Furthermore, the model incorporates two additional breakthroughs: Multi-Head Latent Attention (MLA) and Multi-Token Prediction (MTP). MLA enhances the model's ability to maintain context in long texts, while MTP allows it to generate multiple tokens per step instead of the usual one at a time. These innovations together increase output speed by nearly 80%.
Hardware-Friendly, Local Execution: Accessible on Consumer-Grade Devices
Developer tools creator Simon Willison noted in a blog post that a 4-bit quantized version reduces storage to 352GB, making it possible to run on high-end consumer hardware like a Mac Studio with an M3 Ultra chip.
AI researcher Awni Hannun wrote on social media: "The new DeepSeek-V3-0324 runs at >20 tokens/sec on a 512GB M3Ultra with mlx-lm!". While a $9,499 Mac Studio might exceed the definition of "consumer-grade hardware," running such a large model locally contrasts sharply with the latest AI models typically requiring data center-level infrastructure.
The Mac Studio consumes less than 200 watts during inference, while traditional AI infrastructure often relies on multiple Nvidia GPUs consuming thousands of watts.
Shift in Style, More Technical Focus
Early users report a noticeable shift in the model's communication style. While previous DeepSeek models were praised for their conversational, human-like tone, "V3-0324" exhibits a more formal, technically-focused style.
Some users on Reddit expressed this change, finding the new version "less human-like," missing the "human-like tone" of previous iterations. This shift likely reflects a conscious design choice by DeepSeek engineers to reposition the model for more professional and technical applications.
DeepSeek's release strategy highlights a fundamental difference in AI business philosophies between Chinese and Western companies. US leaders like OpenAI and Anthropic keep their models behind paywalls, while Chinese AI companies increasingly favor permissive open-source licensing.
This openness is rapidly transforming China's AI ecosystem, enabling startups, researchers, and developers to innovate on top of advanced AI technology without massive capital expenditures. Chinese tech giants, including Baidu, Alibaba, and Tencent, are also releasing or planning to release open-source AI models. With limited access to cutting-edge Nvidia chips, Chinese companies' focus on efficiency and optimization has become a potential competitive advantage.
DeepSeek-V3-0324's release is also seen as the foundation for its next-generation inference model, DeepSeek-R2.
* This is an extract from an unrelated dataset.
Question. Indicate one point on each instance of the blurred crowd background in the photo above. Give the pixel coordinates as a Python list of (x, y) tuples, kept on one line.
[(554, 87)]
Considering Nvidia CEO Jensen Huang's recent statement that DeepSeek's R1 model "consumes 100x more compute than non-inference AI," DeepSeek's achievement of such performance under resource constraints is remarkable.
If DeepSeek-R2 follows the trajectory of R1, it could pose a direct challenge to OpenAI's rumored upcoming GPT-5. DeepSeek's open, resource-efficient strategy versus OpenAI's closed, capital-intensive approach represents two competing visions for the future of artificial intelligence.
Currently, users can download the full model weights via Hugging Face and experience DeepSeek-V3-0324's API through platforms like OpenRouter. DeepSeek's own chat interface may also be updated to the new version. DeepSeek's open strategy is redefining the global AI landscape, heralding a more open and accessible era of AI innovation.